La Grande Bouffe (1973)

July 1st, 2015
Author: Meredith Taylor

Director: Marco Ferreri

Cast: Marcello Mastroianni, Michel Piccoli, Philippe Noiret, Ugo Tognazzi

130min   Comedy Drama   French

One of the legendary European dramas of the era and the highest grossing, La Grande Bouffe redolent of seventies France with its mock ‘Louis Quinze’ interiors, florid cinematography and original score by Philippe Sarde (The Tenant).  Mocking, cynical and drole in tone, it pokes fun at inappropriate sex, bestiality, marital strife, body functions and the more grotesque elements of everyday life, which are treated with a general nonchalance all round. Uniting the era’s famous acting talents: Michel Piccoli, Marcello Mastroianni, Philippe Noiret and Ugo Tognazzi give rather restrained performances as a group of friends (magistrate, chef, tv producer and pilot) who attempt to escape their woes by eating themselves to death in a French Maison Particulière with a trio of kindly callgirls, while salacious silent movies form background texture to their gargantuan feasts.

As the Cannes festival opener of 1973, the film was naturally going to divide critics, some who regarded it as a worthy enditement of mass consumerism and over-indulgence of the French and Italian middle-classeses (for whom it was quite normal to have a mistress); others as an amusing curio focussing on debauchery of one kind or another. Nevertheless, it went on to win the FIPRESCI prize that year.

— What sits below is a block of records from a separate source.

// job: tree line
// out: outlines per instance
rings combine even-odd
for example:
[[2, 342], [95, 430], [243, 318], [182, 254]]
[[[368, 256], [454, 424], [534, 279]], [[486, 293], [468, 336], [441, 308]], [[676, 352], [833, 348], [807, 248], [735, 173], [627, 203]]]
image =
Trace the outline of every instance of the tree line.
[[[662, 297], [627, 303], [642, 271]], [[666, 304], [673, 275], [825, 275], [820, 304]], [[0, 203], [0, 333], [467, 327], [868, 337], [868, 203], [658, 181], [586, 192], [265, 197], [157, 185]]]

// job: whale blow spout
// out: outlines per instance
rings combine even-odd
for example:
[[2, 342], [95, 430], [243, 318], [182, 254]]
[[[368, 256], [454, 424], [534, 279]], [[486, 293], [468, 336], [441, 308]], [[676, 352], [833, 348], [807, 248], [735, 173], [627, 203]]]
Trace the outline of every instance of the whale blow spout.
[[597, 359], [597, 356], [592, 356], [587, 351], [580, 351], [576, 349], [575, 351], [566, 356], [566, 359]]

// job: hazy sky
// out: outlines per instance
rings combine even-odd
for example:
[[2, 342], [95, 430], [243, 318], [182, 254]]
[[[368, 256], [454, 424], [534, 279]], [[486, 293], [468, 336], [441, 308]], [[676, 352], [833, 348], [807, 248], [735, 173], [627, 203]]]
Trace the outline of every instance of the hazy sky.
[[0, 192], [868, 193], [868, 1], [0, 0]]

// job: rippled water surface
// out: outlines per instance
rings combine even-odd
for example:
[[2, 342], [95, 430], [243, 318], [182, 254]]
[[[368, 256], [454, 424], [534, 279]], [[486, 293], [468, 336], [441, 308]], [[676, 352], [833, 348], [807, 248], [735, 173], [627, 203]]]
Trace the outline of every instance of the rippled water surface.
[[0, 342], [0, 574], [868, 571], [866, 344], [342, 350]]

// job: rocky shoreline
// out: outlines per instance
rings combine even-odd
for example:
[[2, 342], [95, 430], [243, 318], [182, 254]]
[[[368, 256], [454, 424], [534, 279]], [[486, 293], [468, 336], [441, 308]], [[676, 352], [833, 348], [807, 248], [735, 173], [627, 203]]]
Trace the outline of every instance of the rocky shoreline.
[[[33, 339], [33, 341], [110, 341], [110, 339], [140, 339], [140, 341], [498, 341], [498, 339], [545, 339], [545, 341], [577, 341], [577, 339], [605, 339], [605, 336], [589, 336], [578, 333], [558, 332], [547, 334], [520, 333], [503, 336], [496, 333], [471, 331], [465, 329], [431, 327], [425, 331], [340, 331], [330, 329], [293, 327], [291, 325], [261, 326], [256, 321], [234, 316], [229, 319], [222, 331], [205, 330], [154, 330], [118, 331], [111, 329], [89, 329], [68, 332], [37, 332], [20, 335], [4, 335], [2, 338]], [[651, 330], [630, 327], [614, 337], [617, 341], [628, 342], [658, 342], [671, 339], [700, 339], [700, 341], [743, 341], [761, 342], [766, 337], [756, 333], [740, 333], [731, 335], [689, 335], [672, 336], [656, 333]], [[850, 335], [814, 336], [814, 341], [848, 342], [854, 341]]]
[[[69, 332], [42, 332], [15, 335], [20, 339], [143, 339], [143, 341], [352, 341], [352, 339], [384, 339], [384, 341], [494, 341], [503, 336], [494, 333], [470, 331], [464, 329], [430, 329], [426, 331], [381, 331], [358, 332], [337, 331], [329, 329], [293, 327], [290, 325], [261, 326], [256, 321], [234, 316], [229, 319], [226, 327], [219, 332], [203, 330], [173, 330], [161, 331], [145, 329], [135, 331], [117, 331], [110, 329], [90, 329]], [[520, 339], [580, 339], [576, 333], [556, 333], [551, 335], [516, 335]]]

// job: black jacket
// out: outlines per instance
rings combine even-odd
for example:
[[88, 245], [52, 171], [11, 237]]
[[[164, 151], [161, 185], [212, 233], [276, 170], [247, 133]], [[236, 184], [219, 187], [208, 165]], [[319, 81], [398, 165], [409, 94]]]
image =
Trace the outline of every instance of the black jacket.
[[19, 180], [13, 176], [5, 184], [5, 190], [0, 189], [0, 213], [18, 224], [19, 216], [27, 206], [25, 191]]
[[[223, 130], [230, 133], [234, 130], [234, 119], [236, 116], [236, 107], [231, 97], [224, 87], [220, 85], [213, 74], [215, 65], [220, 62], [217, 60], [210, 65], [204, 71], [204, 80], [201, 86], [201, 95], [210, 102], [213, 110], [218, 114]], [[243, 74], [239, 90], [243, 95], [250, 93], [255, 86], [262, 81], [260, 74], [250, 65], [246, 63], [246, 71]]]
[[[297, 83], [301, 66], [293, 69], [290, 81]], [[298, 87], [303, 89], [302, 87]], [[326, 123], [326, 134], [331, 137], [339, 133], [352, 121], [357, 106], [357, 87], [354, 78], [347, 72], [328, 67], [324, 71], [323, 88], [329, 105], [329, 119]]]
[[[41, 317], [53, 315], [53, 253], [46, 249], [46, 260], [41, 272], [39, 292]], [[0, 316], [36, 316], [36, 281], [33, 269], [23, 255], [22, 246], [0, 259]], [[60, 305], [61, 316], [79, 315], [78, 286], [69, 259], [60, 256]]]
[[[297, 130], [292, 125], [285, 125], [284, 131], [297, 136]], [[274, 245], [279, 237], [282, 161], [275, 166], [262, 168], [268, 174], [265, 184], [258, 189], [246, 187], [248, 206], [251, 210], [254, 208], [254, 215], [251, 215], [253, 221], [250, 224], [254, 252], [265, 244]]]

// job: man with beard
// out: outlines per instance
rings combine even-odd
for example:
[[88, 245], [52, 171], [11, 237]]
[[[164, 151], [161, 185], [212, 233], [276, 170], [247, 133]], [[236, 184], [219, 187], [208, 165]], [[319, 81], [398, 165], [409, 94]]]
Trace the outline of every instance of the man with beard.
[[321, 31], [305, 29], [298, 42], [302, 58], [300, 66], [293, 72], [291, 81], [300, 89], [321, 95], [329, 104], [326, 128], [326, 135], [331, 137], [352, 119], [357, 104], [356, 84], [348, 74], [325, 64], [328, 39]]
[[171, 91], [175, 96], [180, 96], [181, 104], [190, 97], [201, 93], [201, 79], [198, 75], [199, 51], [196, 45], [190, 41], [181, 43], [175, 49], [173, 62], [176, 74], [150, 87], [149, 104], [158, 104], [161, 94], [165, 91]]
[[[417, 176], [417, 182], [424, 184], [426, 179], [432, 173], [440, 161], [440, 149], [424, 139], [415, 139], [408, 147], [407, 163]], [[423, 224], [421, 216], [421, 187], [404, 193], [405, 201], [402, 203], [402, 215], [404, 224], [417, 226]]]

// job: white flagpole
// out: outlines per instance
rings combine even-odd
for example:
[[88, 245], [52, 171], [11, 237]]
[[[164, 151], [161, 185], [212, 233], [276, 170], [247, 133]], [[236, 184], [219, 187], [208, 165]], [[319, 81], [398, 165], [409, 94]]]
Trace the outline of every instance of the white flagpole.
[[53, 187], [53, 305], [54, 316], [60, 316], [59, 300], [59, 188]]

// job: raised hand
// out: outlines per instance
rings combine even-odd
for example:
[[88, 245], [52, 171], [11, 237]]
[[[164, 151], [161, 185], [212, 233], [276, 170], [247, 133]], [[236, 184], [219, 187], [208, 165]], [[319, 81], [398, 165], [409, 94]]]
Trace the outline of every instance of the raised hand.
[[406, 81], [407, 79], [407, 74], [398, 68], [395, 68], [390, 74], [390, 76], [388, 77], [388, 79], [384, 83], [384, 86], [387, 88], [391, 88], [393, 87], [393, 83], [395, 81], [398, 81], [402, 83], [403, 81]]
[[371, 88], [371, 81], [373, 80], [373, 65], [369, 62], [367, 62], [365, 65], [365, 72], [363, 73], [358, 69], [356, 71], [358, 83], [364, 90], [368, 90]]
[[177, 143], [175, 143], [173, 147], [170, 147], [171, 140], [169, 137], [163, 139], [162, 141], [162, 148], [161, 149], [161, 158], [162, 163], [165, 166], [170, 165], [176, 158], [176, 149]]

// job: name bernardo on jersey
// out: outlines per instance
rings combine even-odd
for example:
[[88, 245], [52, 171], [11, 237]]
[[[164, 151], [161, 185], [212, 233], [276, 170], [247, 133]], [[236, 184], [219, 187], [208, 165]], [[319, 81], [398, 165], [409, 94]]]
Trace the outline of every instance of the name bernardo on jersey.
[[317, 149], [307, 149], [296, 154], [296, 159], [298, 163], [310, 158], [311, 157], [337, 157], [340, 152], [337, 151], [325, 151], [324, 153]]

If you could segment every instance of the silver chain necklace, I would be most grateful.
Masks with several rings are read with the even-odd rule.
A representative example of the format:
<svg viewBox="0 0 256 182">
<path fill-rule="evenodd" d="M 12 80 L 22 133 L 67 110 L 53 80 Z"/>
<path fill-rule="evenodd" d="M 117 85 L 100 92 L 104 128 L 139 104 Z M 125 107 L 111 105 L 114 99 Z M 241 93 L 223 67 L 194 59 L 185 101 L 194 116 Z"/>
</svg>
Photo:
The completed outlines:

There are shades of Walerian Borowczyk and Bunüel in the final scenes where Tognazzi gets a handjob while gorging on a vast pâté gâteau before dying of a heart-attack. The others meet their fate in equally distateful circumstances which somehow feel more tragically pathetic rather than offensive fifty years later; although at the time they must have felt shocking. The tragedy is to be found in the self-hatred and worthlessness of these men, rather than in their excess and depravity. These are people who have lost their zest for life due to stultifying self-satisfaction.

According to sources, the film was originally shown unlicensed at the Curzon Mayfair London causing an outcry from infamous campaigner Mary Whitehouse on the grounds of indecency in a public place. This only added grist to the censor’s mill, who went on to rule that films with “artistic merit”  would be exempt from prosecution. Seemingly taking a cue from this experience, Ferreri went on to make Tales of Ordinary Madness, another drama focusing on excess and sexual depravity starring an equally impressive cast of Ben Gazzara and Ornella Muti. It won the FIPRESCI prize at San Sebastian 1981.